しかしながら通常、不動産売買の契約時には不動産業者が仲介に入ることになりますが、きちんとした不動産業者であれば契約時にそのことを説明し、必要な手続きをしてもらえると思うので問題ありませんが、よくあることでもないのでそのことを知らない仲介業者が間に入った場合には思わぬ支出が発生する可能性があります。
“購入して数ヶ月が経ってから税務署よりおたずねがあるまで気づかない”ということになってしまった場合に、源泉徴収し、納税の義務があるのは買主側なので、源泉徴収をしていようが、していまいが納税はしなければいけません。一度支払った売買金額から10%を売主より返してもらわなければいけませんし、もし、返してもらえない場合には買主側で負担するはめになってしまうかもしれません。仮に5000万円で土地建物を購入した場合には10%の500万円を負担して納めることになってしまいます。さらに、納税額の10%の加算税と遅れた分の延滞税も納めなければいけません。
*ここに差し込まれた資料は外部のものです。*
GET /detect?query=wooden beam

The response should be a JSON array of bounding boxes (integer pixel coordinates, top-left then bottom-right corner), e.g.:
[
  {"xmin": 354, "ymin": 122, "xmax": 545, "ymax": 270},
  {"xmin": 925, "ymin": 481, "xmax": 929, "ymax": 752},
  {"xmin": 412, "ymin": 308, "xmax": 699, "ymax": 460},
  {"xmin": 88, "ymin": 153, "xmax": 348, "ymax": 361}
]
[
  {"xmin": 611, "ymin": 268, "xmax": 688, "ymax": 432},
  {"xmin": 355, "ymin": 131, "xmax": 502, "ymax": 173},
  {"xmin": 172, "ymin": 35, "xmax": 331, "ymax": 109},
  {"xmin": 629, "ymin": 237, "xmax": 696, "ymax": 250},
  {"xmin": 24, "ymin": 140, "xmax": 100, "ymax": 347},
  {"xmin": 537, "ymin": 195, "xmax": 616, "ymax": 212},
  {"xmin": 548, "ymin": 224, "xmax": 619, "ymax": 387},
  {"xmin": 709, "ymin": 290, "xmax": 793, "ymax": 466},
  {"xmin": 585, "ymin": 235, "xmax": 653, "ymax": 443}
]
最近では日本の不動産を外国人が所有する事も以前と比べて増えてきているので、こういった余計な納税を防ぐためにも、購入前にきちんとした仲介業者選びであったり、会計事務所への相談を密にする必要があります。
※ 個人が購入する場合で、対価が1億円以下で、かつ、その個人又はその親族の居住のためである場合には源泉徴収は免除されます。